6. Mr. Pratap. the learned Asstt-Govt. Pleader, invites my attention to an unreported decision of this Court in Criminal Revn. Appln. No. 467 of 1962 decided on 11-9-1962 (Bom) by my learned brother Chandrachud J. In that case in similar circumstances the lawyer who was engaged by the petitioner could not attend the Court on that day. The lawyer therefore sent a letter requesting the Court to adjourn the case on account of his illness. The learned Magistrate adjourned the case but directed the petitioner accused that he should pay costs to all the witnesses, whom the prosecution had kept present. While considering this order Chandrachud. J. also thought that the order passed was not proper. He said he was unable to understand the propriety of the order passed by the learned Magistrate suite apart from the question whether he had jurisdiction to pass such an order.
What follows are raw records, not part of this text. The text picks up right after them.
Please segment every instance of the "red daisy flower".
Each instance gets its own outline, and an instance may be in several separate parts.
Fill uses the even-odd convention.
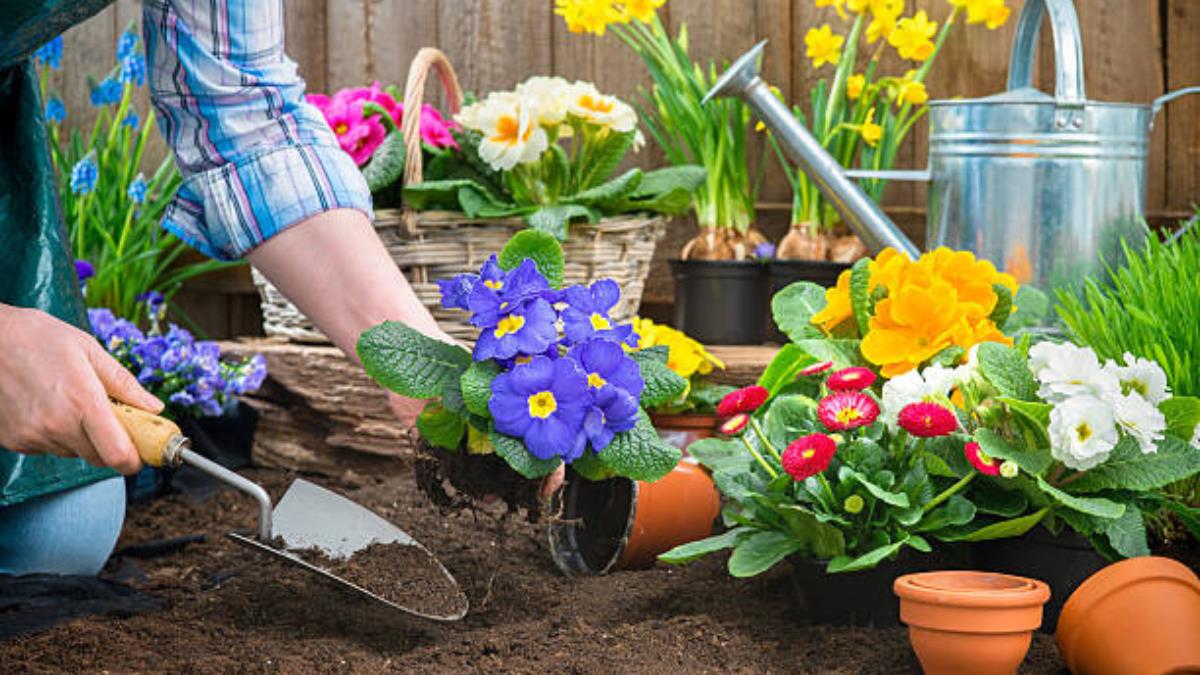
[[[838,444],[824,434],[800,436],[784,450],[784,471],[797,480],[804,480],[829,468],[836,452]]]
[[[755,384],[730,392],[716,404],[716,414],[720,417],[733,417],[739,412],[754,412],[758,406],[767,402],[767,389]]]
[[[862,392],[834,392],[817,404],[817,418],[829,431],[866,426],[880,417],[880,404]]]
[[[926,438],[946,436],[959,428],[959,420],[949,408],[929,401],[908,404],[900,410],[896,422],[913,436]]]
[[[718,430],[726,436],[737,436],[746,428],[748,424],[750,424],[750,414],[739,412],[722,422],[721,425],[718,426]]]
[[[869,368],[844,368],[826,380],[830,392],[862,392],[875,384],[875,374]]]
[[[802,377],[811,377],[833,368],[833,362],[817,362],[800,371]]]
[[[983,473],[984,476],[1000,476],[1000,462],[991,459],[988,453],[983,452],[979,443],[974,441],[968,442],[962,447],[962,454],[967,455],[967,461],[971,466],[976,467],[976,471]]]

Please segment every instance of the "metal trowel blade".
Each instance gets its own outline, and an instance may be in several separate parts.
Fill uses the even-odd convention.
[[[299,565],[337,581],[376,601],[391,605],[408,614],[434,621],[457,621],[467,615],[467,597],[462,595],[458,583],[446,571],[442,562],[408,532],[396,527],[368,508],[326,490],[304,479],[296,479],[272,510],[271,533],[274,542],[260,542],[238,532],[229,532],[229,538],[259,551],[271,554],[288,562]],[[284,548],[275,548],[281,542]],[[431,615],[413,608],[396,604],[368,589],[352,584],[328,569],[313,565],[294,551],[319,549],[326,557],[343,558],[370,546],[371,544],[401,544],[416,546],[437,565],[442,574],[454,585],[461,596],[461,610],[449,615]]]

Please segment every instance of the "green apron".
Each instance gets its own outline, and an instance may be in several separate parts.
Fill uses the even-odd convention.
[[[112,0],[0,0],[0,303],[86,329],[59,213],[37,73],[30,54]],[[72,73],[74,76],[76,73]],[[44,364],[54,377],[54,364]],[[0,374],[4,377],[4,374]],[[80,459],[0,449],[0,506],[116,476]]]

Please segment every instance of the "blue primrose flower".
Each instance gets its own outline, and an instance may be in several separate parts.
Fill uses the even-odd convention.
[[[91,100],[91,104],[96,107],[120,103],[121,83],[106,77],[100,84],[92,88],[89,98]]]
[[[116,76],[121,84],[133,84],[142,86],[146,82],[146,59],[142,54],[133,54],[121,61],[121,72]]]
[[[116,60],[128,59],[138,48],[138,34],[126,30],[116,38]]]
[[[67,107],[62,104],[62,98],[50,96],[46,102],[46,120],[58,124],[65,119],[67,119]]]
[[[496,430],[524,442],[538,459],[571,462],[583,454],[583,419],[592,405],[588,378],[572,359],[534,357],[492,381],[487,408]]]
[[[34,52],[34,58],[50,66],[52,70],[62,67],[62,36],[42,44],[37,52]]]
[[[71,191],[76,195],[88,195],[96,189],[97,178],[100,169],[96,167],[96,157],[92,153],[88,153],[88,156],[71,167]]]
[[[620,287],[611,279],[601,279],[592,285],[571,286],[563,291],[563,333],[566,342],[575,345],[590,338],[605,338],[616,342],[625,342],[630,347],[637,345],[631,325],[613,325],[608,311],[620,299]]]
[[[482,285],[476,287],[476,292]],[[474,294],[473,294],[474,295]],[[541,298],[492,312],[496,321],[480,325],[482,331],[475,342],[473,358],[478,362],[487,359],[511,359],[517,354],[541,354],[558,340],[558,328],[554,325],[558,315],[550,303]],[[479,316],[479,315],[476,315]],[[478,325],[478,324],[476,324]],[[545,357],[542,357],[545,358]]]

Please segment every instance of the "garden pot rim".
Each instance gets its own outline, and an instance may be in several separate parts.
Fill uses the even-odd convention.
[[[893,590],[901,602],[977,609],[1042,607],[1050,599],[1050,586],[1037,579],[959,569],[905,574]]]
[[[1058,620],[1058,643],[1068,644],[1079,635],[1087,625],[1088,615],[1106,597],[1152,579],[1176,581],[1189,587],[1200,602],[1200,578],[1182,562],[1163,556],[1122,560],[1091,575],[1067,599]]]

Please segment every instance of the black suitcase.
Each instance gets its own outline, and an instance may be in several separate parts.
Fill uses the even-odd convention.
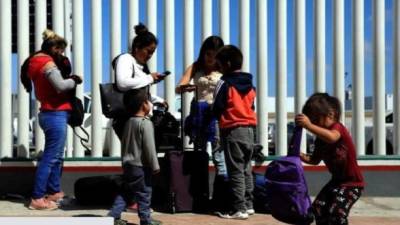
[[[153,208],[170,213],[208,210],[208,154],[168,151],[160,159],[161,173],[153,180]]]
[[[110,206],[118,194],[121,175],[79,178],[74,184],[75,199],[80,205]]]

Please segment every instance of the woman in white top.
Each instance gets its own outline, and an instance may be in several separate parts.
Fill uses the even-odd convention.
[[[121,91],[141,88],[148,91],[150,85],[164,78],[158,72],[150,73],[147,66],[147,62],[157,48],[157,38],[143,24],[135,26],[135,33],[136,37],[132,41],[131,52],[119,55],[112,62],[116,84]],[[151,102],[167,105],[164,99],[158,96],[151,96]],[[126,121],[127,118],[114,119],[113,128],[118,137],[121,137]]]
[[[217,122],[210,116],[210,107],[215,87],[222,76],[217,72],[215,61],[215,55],[222,46],[224,46],[224,42],[218,36],[210,36],[204,40],[199,57],[186,69],[175,89],[176,93],[196,91],[190,115],[185,121],[185,133],[190,136],[196,149],[205,151],[207,142],[211,142],[214,159],[219,146],[219,138]],[[224,168],[217,172],[226,173]]]

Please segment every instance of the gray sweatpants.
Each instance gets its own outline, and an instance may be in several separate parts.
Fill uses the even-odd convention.
[[[254,147],[253,127],[221,130],[221,142],[229,181],[233,192],[233,208],[246,212],[253,209],[253,177],[251,157]]]

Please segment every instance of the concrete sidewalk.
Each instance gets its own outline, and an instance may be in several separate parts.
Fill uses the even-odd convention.
[[[28,200],[23,199],[4,199],[0,200],[0,216],[21,216],[21,217],[92,217],[106,216],[106,208],[81,207],[74,204],[74,201],[67,202],[60,209],[54,211],[37,211],[27,208]],[[155,212],[155,219],[161,220],[165,225],[278,225],[283,224],[274,220],[268,214],[256,214],[248,220],[226,220],[213,215],[180,213],[166,214]],[[124,213],[123,218],[132,223],[138,224],[136,214]],[[353,207],[350,215],[350,224],[355,225],[395,225],[400,224],[400,198],[391,197],[364,197],[361,198]]]

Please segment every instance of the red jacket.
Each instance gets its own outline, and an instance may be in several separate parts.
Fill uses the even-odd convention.
[[[252,75],[235,72],[224,74],[217,85],[213,112],[219,120],[219,127],[256,126],[254,111],[256,92]]]
[[[35,86],[35,95],[41,103],[40,110],[64,111],[71,110],[67,93],[58,93],[46,78],[44,66],[53,61],[48,55],[34,56],[28,67],[29,78]]]

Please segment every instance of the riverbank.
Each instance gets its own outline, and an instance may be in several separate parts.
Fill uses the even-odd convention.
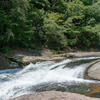
[[[60,61],[73,57],[100,57],[99,50],[94,49],[67,49],[62,54],[53,54],[53,52],[54,51],[44,47],[42,47],[40,51],[27,50],[25,48],[11,50],[8,53],[3,53],[3,58],[0,58],[8,64],[8,67],[7,64],[3,64],[5,62],[2,61],[0,65],[3,65],[3,67],[0,67],[0,69],[23,67],[30,62],[35,63],[37,61]]]
[[[64,53],[64,54],[55,54],[55,55],[53,55],[52,52],[49,49],[44,48],[41,51],[25,50],[25,49],[12,50],[9,53],[6,53],[5,56],[6,56],[6,60],[13,61],[14,63],[18,63],[18,61],[19,61],[20,63],[18,63],[18,64],[21,65],[21,62],[23,60],[25,61],[25,58],[27,58],[26,61],[28,61],[28,63],[29,63],[29,61],[33,61],[33,63],[35,63],[36,61],[53,60],[53,58],[56,58],[55,61],[59,61],[59,60],[63,60],[63,59],[68,59],[70,57],[71,58],[73,58],[73,57],[94,57],[94,56],[100,57],[100,53],[98,51],[91,51],[91,52],[77,51],[77,52],[68,52],[68,53]],[[41,60],[41,59],[43,59],[42,57],[44,58],[44,60]],[[38,58],[38,60],[37,60],[37,58]],[[61,59],[59,59],[59,58],[61,58]],[[24,64],[26,64],[26,65],[28,63],[24,62]],[[20,66],[20,67],[23,67],[23,66]],[[39,94],[38,93],[36,93],[36,94],[32,94],[32,95],[36,95],[36,97],[38,97]],[[51,94],[52,94],[52,91],[51,91]],[[53,94],[56,94],[56,91]],[[57,95],[58,94],[59,94],[59,92],[57,92]],[[61,92],[60,92],[60,94],[63,95],[63,93],[61,93]],[[67,93],[67,94],[69,94],[69,93]],[[44,93],[44,95],[46,95],[46,93]],[[32,97],[32,96],[24,95],[22,97],[24,99],[28,98],[28,100],[31,100],[29,97]],[[73,93],[73,97],[72,97],[72,94],[69,94],[69,97],[71,97],[71,99],[68,98],[68,100],[72,100],[72,99],[77,100],[78,97],[79,97],[79,99],[84,98],[83,100],[97,100],[95,98],[88,98],[87,99],[86,96],[83,97],[83,95],[78,95],[76,93],[75,94]],[[75,97],[76,97],[76,99],[75,99]],[[20,97],[14,99],[14,100],[22,100],[22,98],[21,99],[19,99],[19,98]],[[61,100],[61,99],[62,100],[67,100],[67,98],[62,98],[62,97],[61,98],[58,98],[58,97],[56,98],[55,96],[54,96],[54,98],[51,98],[51,99],[54,99],[54,100]],[[40,99],[35,99],[35,100],[40,100]],[[43,100],[46,100],[46,99],[43,98]],[[49,99],[47,99],[47,100],[49,100]],[[100,100],[100,99],[98,99],[98,100]]]

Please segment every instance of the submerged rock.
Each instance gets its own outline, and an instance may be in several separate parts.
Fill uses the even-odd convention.
[[[26,94],[9,100],[100,100],[84,95],[60,91],[45,91],[33,94]]]
[[[92,65],[87,71],[88,77],[100,80],[100,61]]]

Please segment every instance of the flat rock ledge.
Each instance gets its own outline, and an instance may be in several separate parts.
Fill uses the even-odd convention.
[[[87,76],[91,79],[100,80],[100,61],[90,66]]]
[[[8,100],[100,100],[99,98],[91,98],[84,95],[60,91],[46,91],[33,94],[26,94]]]

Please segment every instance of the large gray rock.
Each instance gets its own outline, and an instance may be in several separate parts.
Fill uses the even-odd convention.
[[[33,94],[26,94],[9,100],[100,100],[90,98],[76,93],[67,93],[60,91],[46,91]]]
[[[88,77],[100,80],[100,61],[92,65],[87,71]]]
[[[7,60],[0,56],[0,69],[7,69],[9,68]]]

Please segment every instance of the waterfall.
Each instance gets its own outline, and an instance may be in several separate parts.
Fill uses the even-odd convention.
[[[45,61],[30,63],[24,68],[0,70],[0,100],[42,90],[55,90],[52,87],[95,83],[85,80],[84,72],[91,63],[82,63],[99,59],[98,57],[66,59],[61,62]],[[47,87],[46,87],[47,86]]]

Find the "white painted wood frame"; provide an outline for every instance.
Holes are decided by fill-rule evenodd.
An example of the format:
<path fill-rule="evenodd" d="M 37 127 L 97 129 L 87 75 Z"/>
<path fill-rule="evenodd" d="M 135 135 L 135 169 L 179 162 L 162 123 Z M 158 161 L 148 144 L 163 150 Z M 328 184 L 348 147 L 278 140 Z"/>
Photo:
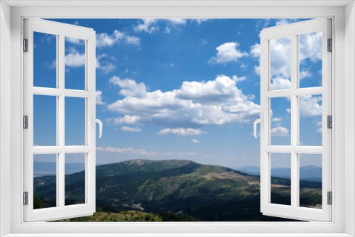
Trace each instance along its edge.
<path fill-rule="evenodd" d="M 327 52 L 327 39 L 332 38 L 331 19 L 305 21 L 263 29 L 261 33 L 261 211 L 264 215 L 306 221 L 332 221 L 332 206 L 327 204 L 327 192 L 332 192 L 332 129 L 327 128 L 327 116 L 332 115 L 332 53 Z M 322 32 L 322 87 L 299 88 L 299 36 Z M 271 40 L 291 38 L 291 89 L 271 90 Z M 299 96 L 322 95 L 322 146 L 302 146 L 299 138 Z M 291 145 L 271 145 L 271 98 L 290 97 Z M 333 127 L 334 128 L 334 127 Z M 271 203 L 271 154 L 291 154 L 291 205 Z M 322 155 L 322 209 L 300 206 L 299 154 Z"/>
<path fill-rule="evenodd" d="M 33 32 L 56 35 L 57 88 L 33 87 Z M 85 90 L 65 89 L 65 38 L 72 37 L 85 40 Z M 24 131 L 24 192 L 28 192 L 28 204 L 24 205 L 24 221 L 44 221 L 74 216 L 92 215 L 95 212 L 95 128 L 92 115 L 96 111 L 96 39 L 91 28 L 54 21 L 24 19 L 24 38 L 28 39 L 28 52 L 24 53 L 23 114 L 28 116 L 28 128 Z M 39 46 L 39 45 L 38 45 Z M 57 142 L 55 146 L 33 146 L 33 95 L 48 95 L 57 98 Z M 85 99 L 85 145 L 65 144 L 65 98 Z M 84 153 L 85 203 L 65 205 L 65 154 Z M 57 206 L 33 210 L 33 155 L 57 155 Z"/>

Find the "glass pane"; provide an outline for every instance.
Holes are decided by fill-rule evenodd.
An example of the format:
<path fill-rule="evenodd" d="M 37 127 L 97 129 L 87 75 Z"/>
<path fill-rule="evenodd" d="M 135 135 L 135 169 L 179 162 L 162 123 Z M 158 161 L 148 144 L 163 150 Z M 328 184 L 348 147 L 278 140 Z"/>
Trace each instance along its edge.
<path fill-rule="evenodd" d="M 300 35 L 300 88 L 322 87 L 322 31 Z"/>
<path fill-rule="evenodd" d="M 291 89 L 291 37 L 270 40 L 270 89 Z"/>
<path fill-rule="evenodd" d="M 271 153 L 271 203 L 291 204 L 291 154 Z"/>
<path fill-rule="evenodd" d="M 300 154 L 300 206 L 322 209 L 322 155 Z"/>
<path fill-rule="evenodd" d="M 85 203 L 85 155 L 65 154 L 65 205 Z"/>
<path fill-rule="evenodd" d="M 290 97 L 271 98 L 272 145 L 291 145 Z"/>
<path fill-rule="evenodd" d="M 300 145 L 322 146 L 322 95 L 300 96 Z"/>
<path fill-rule="evenodd" d="M 57 97 L 33 95 L 33 146 L 57 145 Z"/>
<path fill-rule="evenodd" d="M 33 209 L 57 206 L 57 155 L 33 155 Z"/>
<path fill-rule="evenodd" d="M 65 89 L 85 89 L 85 40 L 65 37 Z"/>
<path fill-rule="evenodd" d="M 65 97 L 65 145 L 85 145 L 85 100 Z"/>
<path fill-rule="evenodd" d="M 33 87 L 57 87 L 57 35 L 33 32 Z"/>

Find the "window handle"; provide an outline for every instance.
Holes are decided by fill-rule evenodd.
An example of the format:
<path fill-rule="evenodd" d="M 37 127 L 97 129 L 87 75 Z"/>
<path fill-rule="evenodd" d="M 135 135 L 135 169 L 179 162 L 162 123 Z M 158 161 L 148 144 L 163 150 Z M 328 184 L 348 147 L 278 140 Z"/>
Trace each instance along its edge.
<path fill-rule="evenodd" d="M 260 126 L 263 127 L 264 126 L 264 116 L 263 114 L 261 114 L 260 116 L 260 118 L 258 118 L 256 119 L 255 121 L 254 121 L 254 137 L 256 138 L 257 138 L 257 136 L 256 136 L 256 124 L 259 123 L 260 123 Z"/>
<path fill-rule="evenodd" d="M 94 114 L 92 114 L 92 125 L 93 127 L 95 126 L 95 123 L 99 123 L 99 130 L 100 133 L 100 134 L 99 135 L 99 138 L 101 138 L 101 136 L 102 136 L 102 122 L 101 121 L 101 120 L 95 118 Z"/>

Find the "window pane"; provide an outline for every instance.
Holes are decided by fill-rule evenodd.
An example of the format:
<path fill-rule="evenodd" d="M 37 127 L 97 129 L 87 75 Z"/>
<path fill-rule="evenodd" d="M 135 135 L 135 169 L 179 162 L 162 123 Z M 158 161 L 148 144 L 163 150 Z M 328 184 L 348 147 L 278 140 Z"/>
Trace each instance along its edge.
<path fill-rule="evenodd" d="M 33 146 L 57 145 L 57 97 L 33 95 Z"/>
<path fill-rule="evenodd" d="M 65 97 L 65 145 L 85 145 L 85 100 Z"/>
<path fill-rule="evenodd" d="M 57 155 L 33 155 L 33 209 L 57 206 Z"/>
<path fill-rule="evenodd" d="M 57 87 L 57 35 L 33 32 L 33 87 Z"/>
<path fill-rule="evenodd" d="M 322 209 L 322 155 L 300 154 L 300 206 Z"/>
<path fill-rule="evenodd" d="M 291 204 L 291 154 L 271 153 L 271 203 Z"/>
<path fill-rule="evenodd" d="M 272 145 L 291 145 L 291 100 L 290 97 L 271 98 Z"/>
<path fill-rule="evenodd" d="M 322 146 L 322 95 L 300 96 L 300 145 Z"/>
<path fill-rule="evenodd" d="M 322 31 L 300 35 L 300 88 L 322 87 Z"/>
<path fill-rule="evenodd" d="M 65 89 L 85 89 L 85 40 L 65 37 Z"/>
<path fill-rule="evenodd" d="M 65 205 L 85 203 L 85 155 L 65 154 Z"/>
<path fill-rule="evenodd" d="M 271 90 L 291 89 L 291 37 L 270 40 Z"/>

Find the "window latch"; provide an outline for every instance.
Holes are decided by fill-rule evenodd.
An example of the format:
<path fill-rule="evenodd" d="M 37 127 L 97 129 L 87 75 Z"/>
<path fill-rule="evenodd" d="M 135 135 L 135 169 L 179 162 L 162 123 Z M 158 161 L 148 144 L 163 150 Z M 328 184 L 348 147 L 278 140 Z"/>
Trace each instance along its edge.
<path fill-rule="evenodd" d="M 99 135 L 99 138 L 101 138 L 101 136 L 102 136 L 102 122 L 99 119 L 95 118 L 95 115 L 92 114 L 92 125 L 93 127 L 95 126 L 95 123 L 99 123 L 99 133 L 100 134 Z"/>
<path fill-rule="evenodd" d="M 23 192 L 23 205 L 28 205 L 28 192 Z"/>
<path fill-rule="evenodd" d="M 258 136 L 256 136 L 256 124 L 260 123 L 260 126 L 264 126 L 264 116 L 261 114 L 260 116 L 260 118 L 256 119 L 254 121 L 254 137 L 256 138 Z"/>

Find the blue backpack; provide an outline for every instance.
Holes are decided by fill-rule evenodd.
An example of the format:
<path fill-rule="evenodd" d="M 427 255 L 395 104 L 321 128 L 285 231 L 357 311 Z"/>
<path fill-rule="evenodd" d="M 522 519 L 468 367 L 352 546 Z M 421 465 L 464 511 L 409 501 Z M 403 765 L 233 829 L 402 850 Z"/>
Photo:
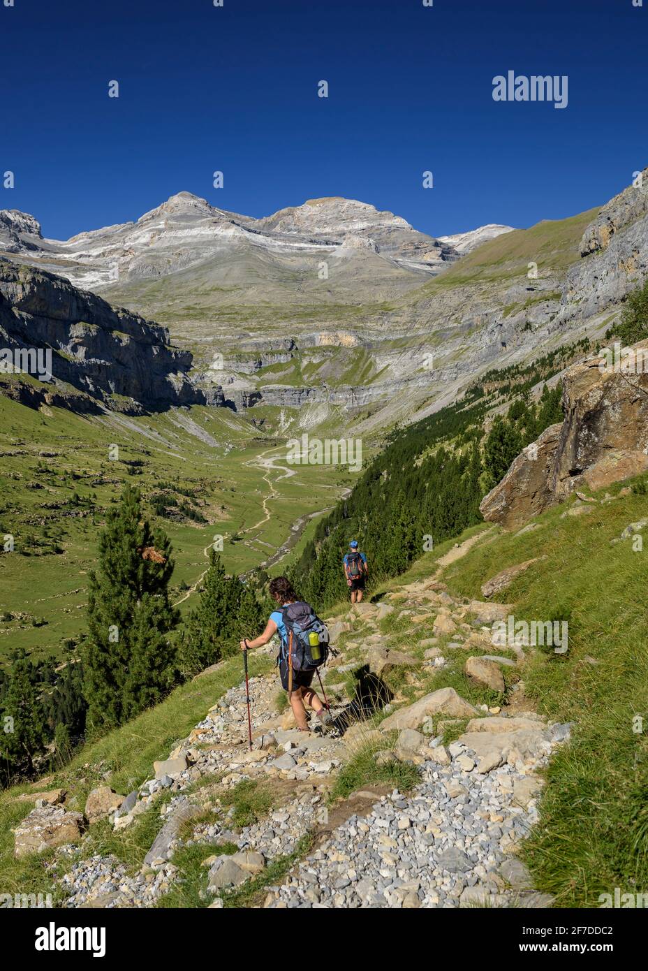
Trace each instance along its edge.
<path fill-rule="evenodd" d="M 295 671 L 313 671 L 326 664 L 329 631 L 310 604 L 296 600 L 281 608 L 286 640 L 281 638 L 279 660 L 292 663 Z"/>

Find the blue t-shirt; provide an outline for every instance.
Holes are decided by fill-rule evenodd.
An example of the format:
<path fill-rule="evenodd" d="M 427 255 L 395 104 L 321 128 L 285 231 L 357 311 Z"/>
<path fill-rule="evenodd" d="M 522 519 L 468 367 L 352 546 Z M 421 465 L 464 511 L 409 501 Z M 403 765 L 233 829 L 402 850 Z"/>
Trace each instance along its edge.
<path fill-rule="evenodd" d="M 287 607 L 288 604 L 284 604 L 283 606 Z M 281 638 L 281 643 L 285 644 L 288 640 L 288 631 L 286 630 L 286 625 L 283 622 L 283 614 L 280 610 L 274 610 L 270 615 L 270 619 L 274 620 L 276 624 L 276 629 L 279 633 L 279 637 Z"/>

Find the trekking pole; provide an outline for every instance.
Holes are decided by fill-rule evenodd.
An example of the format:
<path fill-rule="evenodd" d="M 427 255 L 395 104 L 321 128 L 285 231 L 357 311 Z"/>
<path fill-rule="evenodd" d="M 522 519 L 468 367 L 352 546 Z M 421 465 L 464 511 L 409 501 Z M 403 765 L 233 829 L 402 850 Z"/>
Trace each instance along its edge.
<path fill-rule="evenodd" d="M 317 675 L 317 681 L 319 682 L 319 686 L 322 689 L 322 694 L 324 695 L 324 707 L 327 712 L 331 711 L 331 705 L 329 704 L 329 699 L 326 696 L 326 691 L 324 690 L 324 686 L 322 685 L 322 679 L 319 677 L 319 670 L 315 668 L 315 674 Z"/>
<path fill-rule="evenodd" d="M 247 641 L 244 642 L 247 644 Z M 247 678 L 247 648 L 243 651 L 243 669 L 245 671 L 245 701 L 247 702 L 247 737 L 249 739 L 249 751 L 252 751 L 252 720 L 249 714 L 249 681 Z"/>

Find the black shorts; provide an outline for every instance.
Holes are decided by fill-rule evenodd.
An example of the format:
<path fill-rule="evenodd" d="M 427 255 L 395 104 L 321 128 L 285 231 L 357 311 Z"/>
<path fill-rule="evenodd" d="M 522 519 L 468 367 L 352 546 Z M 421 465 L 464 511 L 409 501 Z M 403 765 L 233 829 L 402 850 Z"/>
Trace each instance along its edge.
<path fill-rule="evenodd" d="M 288 670 L 288 661 L 280 660 L 279 675 L 281 678 L 281 687 L 284 689 L 284 691 L 288 690 L 289 674 L 290 672 Z M 315 674 L 314 671 L 295 671 L 295 669 L 293 668 L 293 690 L 295 690 L 295 688 L 297 687 L 310 687 L 310 684 L 312 682 L 314 674 Z"/>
The question, Chandrachud, J. observed during the course of his judgment, was not so much about the payment of a small amount but the rights of the members of the bar. Therefore, Chandrachud. J. without deciding the question of jurisdiction held that the order was improper and set it aside. The order with which I am concerned also is more or less an order similar to the one which was for decision in that application. I agree with Mr. Pratap, the learned Asstt. Govt. Pleader, when he says that the learned .Magistrate had jurisdiction but it is also conceded by him that the order was not proper. If that is true, then the order will have to be set aside.

7. I therefore, allow this revision application and set aside the order passed by the learned Magistrate.